The pressure to replace animal research with non-animal methods is growing. Earlier this year, NIH has issued a “Request for Information on Catalyzing the Development and Use of Novel Alternative Methods to Advance Biomedical Research” (LINK) and there is no doubt that new funding initiatives will follow in the near future. In a similar vein, the European IHI has announced a call for proposal to accelerate “the implementation of New Approach Methodologies and other innovative non-animal approaches for the development, testing and production of health technologies“ (LINK).
These initiatives by funders are timely and there is without any doubt a need to invest more efforts to develop and implement non-animal alternatives. There is also little disagreement about areas where the use of animals in research is difficult to justify (e.g., cosmetics).
Like many of our colleagues, we were alerted last year by the FDA Modernization Act (LINK) and this year we have been following the discussion on European Citizens’ Initiative ‘Save Cruelty-free Cosmetics – Commit to a Europe without Animal Testing’ (LINK) and recognize two extreme voices heard in these discussions – “business as usual” vs “complete stop”.

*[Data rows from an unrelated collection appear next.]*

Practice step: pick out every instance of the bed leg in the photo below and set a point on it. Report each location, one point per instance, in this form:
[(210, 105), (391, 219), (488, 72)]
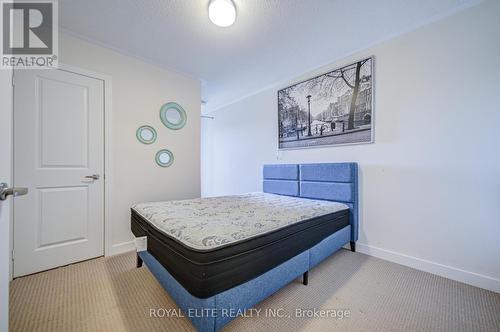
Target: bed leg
[(305, 278), (139, 261)]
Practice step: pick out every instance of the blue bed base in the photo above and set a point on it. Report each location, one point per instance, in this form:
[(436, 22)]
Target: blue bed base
[(333, 181)]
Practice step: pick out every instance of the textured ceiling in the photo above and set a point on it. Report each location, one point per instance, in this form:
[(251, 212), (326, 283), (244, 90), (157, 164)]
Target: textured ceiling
[(271, 41)]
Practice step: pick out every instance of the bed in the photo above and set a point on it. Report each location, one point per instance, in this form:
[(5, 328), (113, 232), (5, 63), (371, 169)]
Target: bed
[(216, 256)]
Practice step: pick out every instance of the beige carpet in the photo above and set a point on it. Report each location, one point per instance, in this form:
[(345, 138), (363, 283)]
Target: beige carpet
[(110, 294)]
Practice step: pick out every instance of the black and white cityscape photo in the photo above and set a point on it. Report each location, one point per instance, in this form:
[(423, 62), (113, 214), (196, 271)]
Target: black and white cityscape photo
[(330, 109)]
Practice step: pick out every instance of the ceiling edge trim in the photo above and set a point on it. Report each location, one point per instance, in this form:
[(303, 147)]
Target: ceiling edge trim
[(284, 82)]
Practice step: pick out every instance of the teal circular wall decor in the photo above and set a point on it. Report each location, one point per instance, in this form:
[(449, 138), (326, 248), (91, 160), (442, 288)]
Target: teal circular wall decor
[(164, 158), (146, 134), (173, 116)]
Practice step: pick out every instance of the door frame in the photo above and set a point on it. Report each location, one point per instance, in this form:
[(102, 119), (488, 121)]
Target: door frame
[(108, 156)]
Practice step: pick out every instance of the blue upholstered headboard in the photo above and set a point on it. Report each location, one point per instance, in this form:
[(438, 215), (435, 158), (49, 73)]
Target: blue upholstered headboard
[(330, 181)]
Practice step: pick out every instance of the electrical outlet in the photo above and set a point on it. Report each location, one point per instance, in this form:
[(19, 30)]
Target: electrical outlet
[(141, 243)]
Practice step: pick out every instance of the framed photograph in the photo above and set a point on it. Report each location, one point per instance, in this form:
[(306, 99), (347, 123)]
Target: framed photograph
[(334, 108)]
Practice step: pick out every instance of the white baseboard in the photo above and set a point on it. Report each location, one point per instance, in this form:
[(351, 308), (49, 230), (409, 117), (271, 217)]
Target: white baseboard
[(120, 248), (449, 272)]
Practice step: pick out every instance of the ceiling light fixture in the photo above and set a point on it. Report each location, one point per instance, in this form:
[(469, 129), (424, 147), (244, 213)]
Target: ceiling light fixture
[(222, 12)]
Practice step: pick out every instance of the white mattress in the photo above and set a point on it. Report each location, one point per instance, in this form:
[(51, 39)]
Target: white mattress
[(209, 223)]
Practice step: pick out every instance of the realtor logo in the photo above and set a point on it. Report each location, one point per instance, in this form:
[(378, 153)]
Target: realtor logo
[(29, 34)]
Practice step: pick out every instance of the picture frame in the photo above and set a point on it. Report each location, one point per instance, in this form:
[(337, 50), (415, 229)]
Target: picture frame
[(319, 112)]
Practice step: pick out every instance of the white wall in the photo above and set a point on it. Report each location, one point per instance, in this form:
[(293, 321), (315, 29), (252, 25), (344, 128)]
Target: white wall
[(430, 184), (5, 176), (139, 90)]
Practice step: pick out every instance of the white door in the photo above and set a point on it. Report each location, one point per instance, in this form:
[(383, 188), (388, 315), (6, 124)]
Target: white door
[(59, 156)]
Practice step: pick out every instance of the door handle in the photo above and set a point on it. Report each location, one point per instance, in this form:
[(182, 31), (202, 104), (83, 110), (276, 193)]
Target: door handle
[(5, 191)]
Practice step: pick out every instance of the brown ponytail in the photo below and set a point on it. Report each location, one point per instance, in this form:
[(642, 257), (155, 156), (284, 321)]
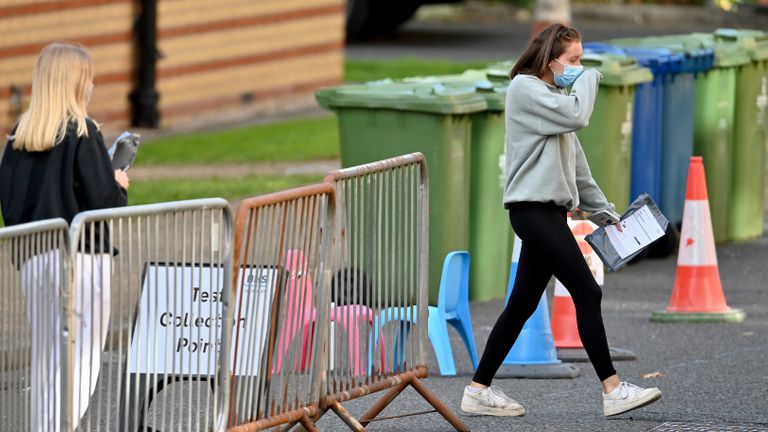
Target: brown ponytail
[(548, 45)]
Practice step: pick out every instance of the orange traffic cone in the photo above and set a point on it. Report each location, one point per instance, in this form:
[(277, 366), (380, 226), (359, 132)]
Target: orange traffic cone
[(564, 328), (697, 295)]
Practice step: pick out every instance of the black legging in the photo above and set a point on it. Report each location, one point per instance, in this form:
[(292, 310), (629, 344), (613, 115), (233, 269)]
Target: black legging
[(548, 248)]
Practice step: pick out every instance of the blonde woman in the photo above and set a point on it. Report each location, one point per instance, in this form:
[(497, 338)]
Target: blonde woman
[(56, 165)]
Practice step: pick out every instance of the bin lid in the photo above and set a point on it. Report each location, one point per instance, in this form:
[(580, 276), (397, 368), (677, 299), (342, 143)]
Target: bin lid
[(494, 92), (726, 54), (755, 42), (696, 58), (439, 98), (617, 70), (658, 60)]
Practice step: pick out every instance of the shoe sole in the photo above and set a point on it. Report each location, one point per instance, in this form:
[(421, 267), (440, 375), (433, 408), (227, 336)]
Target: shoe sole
[(498, 412), (651, 398)]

Extreme opinions are expressed in nearly every discussion but, here in the context of animal research, it seems that the majority of those involved has taken either one of these two positions. And there are two reasons why the discussion is so polarized:
On the one hand, animal research did not always deliver what was expected (HERE is an interesting overview of how animal research helped us in the area of brain diseases) and the widely observed lack of rigor in research does not help either.
On the other hand, there are still not too many non-animal alternatives developed and validated to support a meaningful phasing out of animal research.
These two positions need to be brought closer together and research rigor is one bridge that can help to achieve that: First, we should advance implementation of research rigor measures in key areas of animal research that are too critical and less likely to be replaced by NAMs in the observable future. Second, and in parallel, the research community should not repeat the mistakes made with the delayed implementation of rigor into animal research and, right from this early stage, should require key work on non-animal alternatives to apply adequately high standards.